It goes without saying that the old David hated parties. To be precise, he hated throwing parties. To be even more precise, to be as precise as that BMW engineer in the TV ads, he hated the idea of throwing parties, because we never went as far as actually throwing one, not once in twenty years together. Why did he want a load of people he didn’t like putting cigarettes out on his carpet? Why did he want to stay up until three in the morning just because Becca or some other arsehole friend of mine was drunk and wouldn’t go home? These were, as you may have guessed, rhetorical questions. I never actually attempted to argue all the reasons why he might have wanted cigarette burns on the carpet. The way the rhetorical questions were phrased, I felt, indicated that I was highly unlikely to persuade him that parties could be FUN!, or that seeing all one’s friends together in one place was GREAT! That wasn’t how things used to work.
I start thinking about all sorts of things that didn’t use to work in the way that they are working now, and I don’t know how I feel about it. Here’s something: David used to spend a lot of money on CDs and books, and sometimes, when he wasn’t working properly, we used to argue about it, even though—or probably because—I am unhappy that I have become a culture-free organism. I know that he tried to hide new things from me, by burying the CDs on the shelves, playing new ones when I was out, scuffing paperbacks around a bit so that I wouldn’t notice their newness. But now he has lost interest completely. He doesn’t go out much, and the review sections of newspapers are thrown away untouched. And, if I am honest, I miss what he brought to the household. I may have become an unwitting convert to an extremist religion that regards all forms of entertainment as frivolity and self-indulgence, but I secretly enjoyed living with someone who knew what Liam Gallagher does for a living, and now that has gone.
And here’s another thing: he doesn’t make jokes, not proper ones, anyway. He tries to make the kids laugh, in a 1960s children’s television kind of way—he puts things that aren’t hats on his head, which is always a hoot, he uses pieces of fruit as ventriloquist’s dummies (‘Hello, Mr Banana’ ‘Hello, Mrs Strawberry’, that sort of thing), he pretends to be a Spice Girl, etc., and so on. Molly laughs falsely, Tom looks at him as if he were attempting to defecate rather than amuse. But adults (in other words, me, because GoodNews doesn’t look like he spends a lot of time at his local comedy club)… forget it. His relentless quest for the gag in everything used to drive me potty, because he’d get this look on his face when you were talking to him, and it would fool you into thinking that he was listening to what you were saying, and then some elaborate and usually nasty witticism would come darting out of his mouth like Hannibal Lecter’s tongue, and I would either laugh, or, more often, walk out of the room, slamming the door on the way. But every now and again—say, five per cent of the time—something would hit me right on the end of my funny bone, and however serious I felt, or angry, or distracted, he’d get the reaction he was looking for.

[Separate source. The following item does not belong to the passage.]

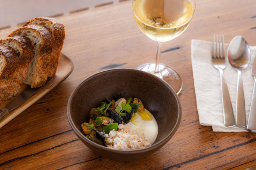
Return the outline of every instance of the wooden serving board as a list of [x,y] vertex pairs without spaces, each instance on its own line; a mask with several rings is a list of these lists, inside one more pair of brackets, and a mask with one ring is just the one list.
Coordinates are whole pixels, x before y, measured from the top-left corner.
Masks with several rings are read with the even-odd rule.
[[[0,121],[0,128],[19,115],[36,101],[53,90],[58,84],[66,79],[71,74],[74,69],[72,61],[62,53],[60,53],[60,62],[56,74],[53,77],[48,78],[45,85],[33,96],[15,109],[11,111],[3,120]],[[22,84],[19,94],[29,87],[28,86]],[[0,104],[0,108],[3,108],[11,100],[4,101]]]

So now I very rarely walk out of the room and slam the door; on the other hand, I never laugh. And I would have to say that as a consequence I am slightly worse off. Part of the reason I married David in the first place was that he made me laugh, and now he doesn’t, doesn’t even want to, and part of me wants my money back. Am I entitled to it? What if a sense of humour is like hair—something a lot of men lose as they get older?
But here we are, in the real world, the world of now, and in the world of now David doesn’t make jokes and we are having a party, a party for all the people in our street, many of whom David has been extremely rude about, on very thin evidence (coats, cars, faces, visitors, shopping bags). And before I know it, the doorbell is ringing, and the first of our guests is standing on the doorstep with a puzzled but not altogether unfriendly smile on his face and a bottle of Chardonnay in his hand.
The puzzled face belongs to Simon, one half of a gay couple who have just moved in to number 25. His partner, Richard, an actor whom Tom claims to have seen in The Bill, is coming along later.
‘Am I the first?’ asks Simon.
‘Someone’s got to be,’ I say, and we both chuckle, and then stare at each other. David comes over to join us.
‘Someone’s got to be first,’ says David, and all three of us chuckle. (This does not qualify as a joke, by the way. Yes, David said something that was designed to lighten the atmosphere, and yes, I registered audible amusement, but these are special, desperate circumstances.)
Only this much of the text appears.